Warnings and Precautions

You should be aware of some important warnings when using this medication. If you are elderly or have kidney issues, you may be at a higher risk for central nervous system (CNS) side effects, so your doctor may recommend a lower dose. Additionally, just because you don’t have gastrointestinal (GI) symptoms doesn’t mean there isn’t a risk of stomach cancer; it’s important to have this evaluated before starting treatment.

While there are no specific general precautions or lab tests mentioned, it’s crucial to stay vigilant. If you experience any unusual symptoms or side effects, make sure to stop taking the medication and contact your doctor for guidance. Always prioritize your health and seek medical advice when needed.

Overdose

If you take too much famotidine, you may experience side effects similar to those that can occur with the recommended doses. It's important to be aware of these potential reactions and to monitor your condition closely.

In the case of an overdose, the treatment focuses on relieving symptoms and providing support. Healthcare professionals may remove any unabsorbed medication from your stomach and will keep a close watch on your health.

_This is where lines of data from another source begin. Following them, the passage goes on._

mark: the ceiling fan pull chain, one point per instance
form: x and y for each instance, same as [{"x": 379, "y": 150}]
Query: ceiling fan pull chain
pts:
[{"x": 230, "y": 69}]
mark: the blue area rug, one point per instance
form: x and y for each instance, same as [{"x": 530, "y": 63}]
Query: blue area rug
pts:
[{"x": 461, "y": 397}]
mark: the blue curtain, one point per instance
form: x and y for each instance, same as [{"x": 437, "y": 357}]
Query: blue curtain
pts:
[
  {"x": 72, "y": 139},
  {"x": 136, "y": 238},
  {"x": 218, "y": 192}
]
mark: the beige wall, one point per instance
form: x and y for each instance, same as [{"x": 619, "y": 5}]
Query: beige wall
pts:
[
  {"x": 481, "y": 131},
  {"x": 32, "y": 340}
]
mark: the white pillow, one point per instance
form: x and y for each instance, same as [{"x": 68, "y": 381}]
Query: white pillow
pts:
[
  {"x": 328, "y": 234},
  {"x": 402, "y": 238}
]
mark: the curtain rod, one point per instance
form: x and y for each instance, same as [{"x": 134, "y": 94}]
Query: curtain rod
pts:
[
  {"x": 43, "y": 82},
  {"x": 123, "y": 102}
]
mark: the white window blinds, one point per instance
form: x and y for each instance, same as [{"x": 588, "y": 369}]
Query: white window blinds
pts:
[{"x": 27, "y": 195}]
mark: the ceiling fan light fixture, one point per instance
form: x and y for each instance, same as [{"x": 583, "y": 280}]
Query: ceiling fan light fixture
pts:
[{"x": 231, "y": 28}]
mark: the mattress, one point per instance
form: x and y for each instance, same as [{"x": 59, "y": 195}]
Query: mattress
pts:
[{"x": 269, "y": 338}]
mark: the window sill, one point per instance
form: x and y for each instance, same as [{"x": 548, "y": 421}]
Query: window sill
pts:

While famotidine is not strongly bound to proteins in your blood, which means it can be removed through a process called hemodialysis (a method to filter waste from the blood), there is limited information on how effective this treatment is for famotidine overdose.

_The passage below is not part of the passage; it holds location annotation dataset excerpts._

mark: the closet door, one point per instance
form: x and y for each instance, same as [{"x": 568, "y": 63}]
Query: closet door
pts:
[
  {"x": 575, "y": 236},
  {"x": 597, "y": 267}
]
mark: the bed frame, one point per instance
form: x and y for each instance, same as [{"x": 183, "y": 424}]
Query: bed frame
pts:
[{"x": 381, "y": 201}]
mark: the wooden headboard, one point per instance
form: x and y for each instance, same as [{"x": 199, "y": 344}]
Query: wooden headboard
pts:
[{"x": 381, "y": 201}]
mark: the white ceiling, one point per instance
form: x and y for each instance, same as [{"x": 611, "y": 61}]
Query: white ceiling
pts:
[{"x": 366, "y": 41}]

If you suspect an overdose, seek immediate medical help, especially if you notice unusual symptoms or feel unwell. Your safety is the top priority, so don’t hesitate to reach out for assistance.

Pregnancy Use

If you are pregnant or planning to become pregnant, it's important to know that there is not enough data to determine the risks of using famotidine, a medication often used to treat stomach issues, during pregnancy. While animal studies have not shown harmful effects on development or fertility, the results may not directly apply to humans.

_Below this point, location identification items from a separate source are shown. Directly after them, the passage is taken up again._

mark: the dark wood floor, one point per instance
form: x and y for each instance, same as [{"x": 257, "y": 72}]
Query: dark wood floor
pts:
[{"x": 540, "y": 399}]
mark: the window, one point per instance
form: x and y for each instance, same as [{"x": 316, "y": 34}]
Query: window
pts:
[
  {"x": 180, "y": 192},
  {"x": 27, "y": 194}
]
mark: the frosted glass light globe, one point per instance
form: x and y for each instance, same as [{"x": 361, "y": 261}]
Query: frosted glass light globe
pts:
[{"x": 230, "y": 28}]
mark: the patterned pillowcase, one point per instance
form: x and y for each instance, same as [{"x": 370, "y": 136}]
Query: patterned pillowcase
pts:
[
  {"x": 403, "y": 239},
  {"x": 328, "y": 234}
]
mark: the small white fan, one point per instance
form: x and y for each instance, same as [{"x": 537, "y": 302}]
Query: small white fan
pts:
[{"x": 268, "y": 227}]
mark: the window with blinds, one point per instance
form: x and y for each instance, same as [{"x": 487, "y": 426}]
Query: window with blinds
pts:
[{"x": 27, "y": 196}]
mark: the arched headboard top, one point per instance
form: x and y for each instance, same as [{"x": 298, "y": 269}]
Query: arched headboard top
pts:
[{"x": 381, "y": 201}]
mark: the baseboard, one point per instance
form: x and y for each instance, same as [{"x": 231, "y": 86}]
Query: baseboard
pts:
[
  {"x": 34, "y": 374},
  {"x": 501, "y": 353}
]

All pregnancies carry a background risk of birth defects and miscarriage, which is estimated to be between 2 to 4% for major birth defects and 15 to 20% for miscarriage in the general U.S. population. Because there are no well-controlled studies in pregnant women, famotidine should only be used during pregnancy if absolutely necessary and after discussing it with your healthcare provider.

Lactation Use

When it comes to breastfeeding, it's important to be aware that there are no specific guidelines or statements regarding nursing mothers or lactation (the process of producing milk). This means that the information available does not provide clear insights into how breastfeeding may be affected or any potential risks involved.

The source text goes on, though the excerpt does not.